Friday, May 23, 2014

Not Your Typical Email to School

I had to send this to Sam's teacher this morning:

Ms. Johnson,

So here's the thing, I was "helping" Sam with his homework.  He needed to email his song to you and he wasn't sure how to attach the file.  His file was on the desktop and when I tried to import it, I was said that if I was using a Mac, I needed to add an extension.  Well, I didn't know what that meant so I found a link on-line and imported that one.  On the ride to school this morning Sam was very concerned about the link.

Sam, "What if it's inappropriate?" 
Me, "Didn't you watch it? Why would you use a link that you didn't watch first?"
Sam, "I watched mine but you sent a different link."
Me, "I did?"
Sam, "Yes!"

So now I'm in the car thinking, "Oh crap, did I send p**n to Ms. Johnson?"  Which, honestly, is the worst thought I could be having because actually sending p**n to someone isn't half as bad as not knowing if you sent p**n to someone. You know what I mean?

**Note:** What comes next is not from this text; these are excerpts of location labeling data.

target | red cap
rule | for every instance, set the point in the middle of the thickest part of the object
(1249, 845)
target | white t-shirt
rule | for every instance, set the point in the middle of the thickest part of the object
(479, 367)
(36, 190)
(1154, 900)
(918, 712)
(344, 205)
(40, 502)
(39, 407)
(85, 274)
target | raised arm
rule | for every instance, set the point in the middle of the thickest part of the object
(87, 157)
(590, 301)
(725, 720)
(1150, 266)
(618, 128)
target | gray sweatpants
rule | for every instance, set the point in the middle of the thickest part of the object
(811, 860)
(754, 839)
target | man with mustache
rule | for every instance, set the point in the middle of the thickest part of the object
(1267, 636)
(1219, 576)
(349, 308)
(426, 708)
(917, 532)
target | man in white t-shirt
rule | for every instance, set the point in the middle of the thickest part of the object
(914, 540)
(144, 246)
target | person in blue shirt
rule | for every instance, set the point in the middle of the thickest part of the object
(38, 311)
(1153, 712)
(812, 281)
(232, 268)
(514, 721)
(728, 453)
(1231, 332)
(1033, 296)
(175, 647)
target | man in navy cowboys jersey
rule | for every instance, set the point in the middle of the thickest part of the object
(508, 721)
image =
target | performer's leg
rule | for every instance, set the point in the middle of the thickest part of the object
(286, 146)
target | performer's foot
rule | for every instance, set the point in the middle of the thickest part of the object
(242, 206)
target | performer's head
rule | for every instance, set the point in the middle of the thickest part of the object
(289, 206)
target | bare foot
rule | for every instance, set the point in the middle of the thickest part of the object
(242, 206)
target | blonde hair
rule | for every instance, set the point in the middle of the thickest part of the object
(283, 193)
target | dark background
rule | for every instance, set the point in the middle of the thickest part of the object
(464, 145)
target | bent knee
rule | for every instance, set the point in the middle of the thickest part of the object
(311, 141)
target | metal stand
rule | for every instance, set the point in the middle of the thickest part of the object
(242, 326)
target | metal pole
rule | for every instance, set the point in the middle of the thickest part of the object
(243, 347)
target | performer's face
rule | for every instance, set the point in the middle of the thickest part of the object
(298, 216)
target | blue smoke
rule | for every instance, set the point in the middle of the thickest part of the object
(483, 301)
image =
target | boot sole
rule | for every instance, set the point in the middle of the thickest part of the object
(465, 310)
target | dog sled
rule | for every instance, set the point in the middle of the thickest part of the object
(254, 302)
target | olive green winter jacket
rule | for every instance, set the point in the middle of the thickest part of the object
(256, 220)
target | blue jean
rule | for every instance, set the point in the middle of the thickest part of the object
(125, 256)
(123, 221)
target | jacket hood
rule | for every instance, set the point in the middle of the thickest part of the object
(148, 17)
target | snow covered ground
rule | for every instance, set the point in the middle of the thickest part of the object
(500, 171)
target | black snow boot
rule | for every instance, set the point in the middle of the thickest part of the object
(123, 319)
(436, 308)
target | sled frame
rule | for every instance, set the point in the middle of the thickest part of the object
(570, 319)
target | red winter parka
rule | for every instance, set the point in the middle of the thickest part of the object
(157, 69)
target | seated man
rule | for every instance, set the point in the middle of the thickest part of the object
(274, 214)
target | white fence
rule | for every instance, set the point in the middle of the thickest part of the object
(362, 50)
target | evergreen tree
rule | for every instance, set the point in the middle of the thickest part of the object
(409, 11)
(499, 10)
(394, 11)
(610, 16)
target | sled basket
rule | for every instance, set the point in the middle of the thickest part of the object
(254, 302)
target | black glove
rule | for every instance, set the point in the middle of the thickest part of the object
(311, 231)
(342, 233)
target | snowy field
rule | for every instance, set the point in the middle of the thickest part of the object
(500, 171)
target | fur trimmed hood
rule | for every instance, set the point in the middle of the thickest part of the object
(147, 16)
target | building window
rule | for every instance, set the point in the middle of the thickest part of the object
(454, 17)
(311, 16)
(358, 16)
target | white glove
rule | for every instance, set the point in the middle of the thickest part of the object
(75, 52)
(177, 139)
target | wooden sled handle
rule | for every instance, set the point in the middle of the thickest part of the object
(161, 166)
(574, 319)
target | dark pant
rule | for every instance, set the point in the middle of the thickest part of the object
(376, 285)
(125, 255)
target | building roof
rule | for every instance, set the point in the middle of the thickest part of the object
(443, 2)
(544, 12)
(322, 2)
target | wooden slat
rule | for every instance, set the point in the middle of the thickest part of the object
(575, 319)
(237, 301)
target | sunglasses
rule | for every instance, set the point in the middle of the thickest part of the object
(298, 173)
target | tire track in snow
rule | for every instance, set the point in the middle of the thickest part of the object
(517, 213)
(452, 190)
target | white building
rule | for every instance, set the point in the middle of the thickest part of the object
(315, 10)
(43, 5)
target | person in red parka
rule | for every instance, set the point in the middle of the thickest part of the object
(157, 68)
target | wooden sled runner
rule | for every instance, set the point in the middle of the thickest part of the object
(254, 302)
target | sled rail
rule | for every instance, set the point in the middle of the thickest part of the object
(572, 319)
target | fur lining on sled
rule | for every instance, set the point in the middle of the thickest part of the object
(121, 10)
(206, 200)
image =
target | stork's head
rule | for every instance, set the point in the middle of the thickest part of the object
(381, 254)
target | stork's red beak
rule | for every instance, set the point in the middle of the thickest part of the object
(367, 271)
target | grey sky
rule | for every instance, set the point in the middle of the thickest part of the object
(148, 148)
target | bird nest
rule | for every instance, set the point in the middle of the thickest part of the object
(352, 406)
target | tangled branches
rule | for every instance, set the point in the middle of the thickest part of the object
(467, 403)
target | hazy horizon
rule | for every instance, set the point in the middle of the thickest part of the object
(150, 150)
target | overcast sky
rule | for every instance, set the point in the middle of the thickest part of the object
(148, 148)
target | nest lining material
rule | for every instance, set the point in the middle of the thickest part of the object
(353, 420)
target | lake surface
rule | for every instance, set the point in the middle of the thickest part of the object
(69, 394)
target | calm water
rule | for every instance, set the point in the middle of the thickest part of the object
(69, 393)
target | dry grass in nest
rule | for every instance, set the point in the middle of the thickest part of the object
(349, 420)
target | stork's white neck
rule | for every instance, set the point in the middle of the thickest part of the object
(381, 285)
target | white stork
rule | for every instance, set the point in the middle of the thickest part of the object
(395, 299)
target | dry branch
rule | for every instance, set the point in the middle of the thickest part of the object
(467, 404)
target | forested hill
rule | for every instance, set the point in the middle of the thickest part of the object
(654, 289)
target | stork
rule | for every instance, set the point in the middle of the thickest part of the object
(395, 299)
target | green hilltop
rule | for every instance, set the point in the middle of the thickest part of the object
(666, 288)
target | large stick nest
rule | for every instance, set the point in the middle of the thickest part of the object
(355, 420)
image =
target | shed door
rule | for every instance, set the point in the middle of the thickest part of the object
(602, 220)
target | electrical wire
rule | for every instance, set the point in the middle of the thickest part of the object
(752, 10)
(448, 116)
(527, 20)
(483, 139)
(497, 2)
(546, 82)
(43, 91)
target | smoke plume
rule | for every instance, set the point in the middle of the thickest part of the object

So I told him, "Well, tell her I did it and I'm old enough to be her mother and can her mother do this?"
At which point Tom piped up, "MOM, you're not old enough to be her mother!"
Me, "Yes, I am and it wouldn't have even been a scandal...."
Sam, "MOM!"

He was really freaking out at that point so I asked him if he wanted me to send an email to you and he said "yes".  This is that email.  It's probably not even necessary because, let's face it, the odds of the link working are pretty slim.

So that was my morning, how was yours?
Jennifer Moore
ps.  It wouldn't let me spell out p-o-r-n so I had to use stars.  I'm sure you figured that out. Just wanted to let you know I'm not one of those silly moms who says, "fudge" and "sugar".  I really don't get those people.